> Louis Mandelstam <lma@sacc.org.za> writes:
> > >
> > > I saw a message somewhere today [bugtraq perhaps?] where someone
> > > claimed to have found a workaround for the 0xf0 pentium bug.
> > >
> > > If I understood it correctly, they locked the illegal instruction trap
> > > into cpu cache....
> >
> > ..and lost the performance advantage of having an internal cache, no?
>
> Actually, Miguel Angel Rodriguez Jodar <rodriguj@DRAGO.FIE.US.ES>
> forwarded a message (originally from Jim Brooks <jim@jimbrooks.org>)
> to BUGTRAQ about this possible solution.
>
> What Jim Brooks had discovered was that, if the IDT gate descriptor
> for the invalid opcode exception had been cached (by first executing a
> "legitimate" invalid opcode), then the F0 0F C7 C8 would not cause a
> hang.
>
> Miguel pointed out that, because the internal cache could be locked,
> this cached gate descriptor could be made permanent, at a horrible
> performance penalty.
True.
> HOWEVER, if Jim Brooks is right in his explanation, then we're talking
> about a cached gate descriptor, which has nothing to do with the
> "internal cache" we normally talk about; the descriptor is cached
> elsewhere.
Maybe, the Pentium has some caches for segment descriptors which were
removed on PPro and explain in part its horrible 16-bit performance.
It might also have a cache for an IDT entry, which is basically one of the
3 descriptor tables with the GDT and the LDT.

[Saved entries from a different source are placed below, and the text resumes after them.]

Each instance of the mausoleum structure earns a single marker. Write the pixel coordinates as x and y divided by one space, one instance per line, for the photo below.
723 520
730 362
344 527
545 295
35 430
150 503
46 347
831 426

> If, as I assume (and I am clueless), the Pentium has a dedicated cache
> for a single IDT gate descriptor, then it might be possible to work
> around the bug by executing an invalid opcode (to recache the invalid
> opcode descriptor) whenever the "last used IDT descriptor" might have
> changed.
But it is very possible that this cache is thrashed by performing segment
descriptor loads. It depends on whether there are IDT specific cache entries
or the entries are shared between GDT, LDT and IDT.
> That is, it might be possible to finish off every interrupt handler by
> executing (and handling) an illegal opcode. Presumably this would have
> to be done back out in user space, to prevent a double fault. We
> would suffer a performance penalty, but it might be worth it.
Certainly not in user mode, it would switch back to kernel mode, switch
stacks and other big delays. The only way I see to implement it and to
test this hypothesis is to do the following before any iret (which is
hidden in RESTORE_ALL macro) to user mode or VM86 mode (ret_from_intr
show how to check, but this is not necessary for a proof of concept):
- jump to a specific location where you find the UD2 opcode
(replace all RESTORE_ALL by jmp ud2)
then insert the following code somewhere in arch/i386/kernel/entry.S
ud2: .byte 0x0f,0x0b
and then the code for the interrupt 6 should start with something like:
(just after ENTRY(invalid_op))
cmpl $ud2,(esp)
jnz 1f
addl $12,esp /* pop interrupt information off stack */
RESTORE_ALL /* return with exception 6 cache descriptor loaded */
1: /* Here normal interrupt entry code */
Note that this will slow down significantly all returns to user mode. This
is designed to check for the hypothesis and it may be possible to create
a faster version, but I don't see how right now :-)
Hint: put the ud2 opcode just before the interrupt 6 entry code and
align it to a cache line boundary, the code from ud2 to RESTORE_ALL is 27
bytes long if I compute it right, slightly less than a cache line :-)
I can't test it right now since I'm 50 kilometers away from my machine in the
middle of a snowstorm in Sierra Nevada.
> Any comments on workability from folks with a clue?
>
Gabriel.